4. Step Up and Kicks
Find a shin-level step or ledge and step up onto it using one leg. The other leg will kick up, knees bent. Squeeze your glutes of the leg that is standing.
On the same ledge, put your hands out wide at chest level and do a pushup by bending your elbows. Make sure your back is stiff straight and not sagging by tensing your abdominals.
6. Climbing Balance
Climbing poles are not just for the kids – they’re great for you to work your balance and agility on as well. Join in on the fun!
7. Wall Slides
Another big favorite of mine that I give to my patients with neck and shoulder pain is the wall slide. Stand against a wall (find an unused portion of wall where kids play wall ball) with your back fully pressed against it. Squeeze your shoulder blades such that your elbows touch the wall. If the backs of your hands don’t touch, don’t worry – keep doing this exercise and you might be able to in the future. Slide your elbows up and down on the wall. If the wall is too rough to slide, let them float next to the wall, but maintain the same parallel plane to keep this exercise effective.

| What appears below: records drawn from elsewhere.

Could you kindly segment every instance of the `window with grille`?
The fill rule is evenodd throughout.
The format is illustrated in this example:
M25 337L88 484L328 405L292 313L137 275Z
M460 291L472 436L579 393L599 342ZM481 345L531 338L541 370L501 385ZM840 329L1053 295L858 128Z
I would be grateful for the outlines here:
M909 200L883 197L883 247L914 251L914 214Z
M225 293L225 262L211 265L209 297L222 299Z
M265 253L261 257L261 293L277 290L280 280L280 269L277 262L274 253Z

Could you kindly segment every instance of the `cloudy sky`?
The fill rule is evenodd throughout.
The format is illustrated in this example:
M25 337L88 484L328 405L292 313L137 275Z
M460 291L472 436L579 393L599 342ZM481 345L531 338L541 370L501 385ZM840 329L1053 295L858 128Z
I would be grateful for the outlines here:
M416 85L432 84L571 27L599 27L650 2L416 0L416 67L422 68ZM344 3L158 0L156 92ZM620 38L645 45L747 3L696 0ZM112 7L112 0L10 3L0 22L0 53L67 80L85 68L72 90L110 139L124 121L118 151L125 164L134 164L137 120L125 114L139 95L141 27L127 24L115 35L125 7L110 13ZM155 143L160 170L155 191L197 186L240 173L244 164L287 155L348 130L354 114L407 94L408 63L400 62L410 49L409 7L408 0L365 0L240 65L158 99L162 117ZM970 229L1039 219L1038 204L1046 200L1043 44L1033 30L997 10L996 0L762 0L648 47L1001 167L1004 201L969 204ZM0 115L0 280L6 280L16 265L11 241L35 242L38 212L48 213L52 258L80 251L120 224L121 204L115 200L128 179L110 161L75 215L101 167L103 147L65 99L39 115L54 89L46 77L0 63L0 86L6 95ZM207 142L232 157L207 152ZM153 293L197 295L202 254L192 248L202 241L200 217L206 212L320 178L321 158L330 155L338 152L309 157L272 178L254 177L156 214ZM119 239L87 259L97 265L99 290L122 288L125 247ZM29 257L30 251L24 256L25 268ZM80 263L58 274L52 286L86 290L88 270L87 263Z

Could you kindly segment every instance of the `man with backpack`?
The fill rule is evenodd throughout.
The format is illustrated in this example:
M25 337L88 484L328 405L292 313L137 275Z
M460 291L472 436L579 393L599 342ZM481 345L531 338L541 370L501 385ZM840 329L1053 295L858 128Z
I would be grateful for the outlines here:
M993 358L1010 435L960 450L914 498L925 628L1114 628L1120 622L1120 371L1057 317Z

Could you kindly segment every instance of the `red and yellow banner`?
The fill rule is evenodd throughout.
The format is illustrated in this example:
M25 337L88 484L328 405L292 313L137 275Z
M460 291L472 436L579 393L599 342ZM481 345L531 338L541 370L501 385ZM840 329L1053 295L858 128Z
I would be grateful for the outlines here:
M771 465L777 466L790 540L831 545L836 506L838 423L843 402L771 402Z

8. Isometric Hip Abduction
One great way to work your gluteus medius (weak on a lot of people and clutch in helping knee pain) is to press the side of your knee against the wall while standing on one leg. Keep the knee bent and slightly behind your hip. Squeeze against the wall for 3 seconds. Keep your hips level.
9. Calf Stretching
For those parents who are tired of standing, or for those of you who have calf tightness and achilles or plantar fascia problems, stretch your calf by pushing against the wall. You can even pedal while stretching to make this dynamic and less static.
10. Plank Roll Out on the Swing
My version of the ab roll out. Put your arms out on a swing in a plank position. Keep your abs tight, and don’t let your spine sag or hump up. Slowly let your arms slide away from you, and when you feel like you could be losing your form, bring your arms back. This is a tough exercise because of the perturbation from the swing (great for challenging and rehabbing shoulders though!), so if you want to make it easier you can put your elbows on the swing seat instead of your hands.
11. Pec Stretch
Stretch your pectorals against a wall or pole on the playground. Keep elbow at or slightly below shoulder level, keep your shoulder back and away from angling forward. Then step away and rotate away from the pole. You should feel a stretch in pectoral muscles. This is great for those who hunch over at work all day at a computer.
12. Wall Sits
Back to the wall, slide down until your knees are bent at 90 degrees. Hold isometrically for 30 seconds. For more resistance, you can hold on to a backpack, your kid or anything heavier if you can handle it!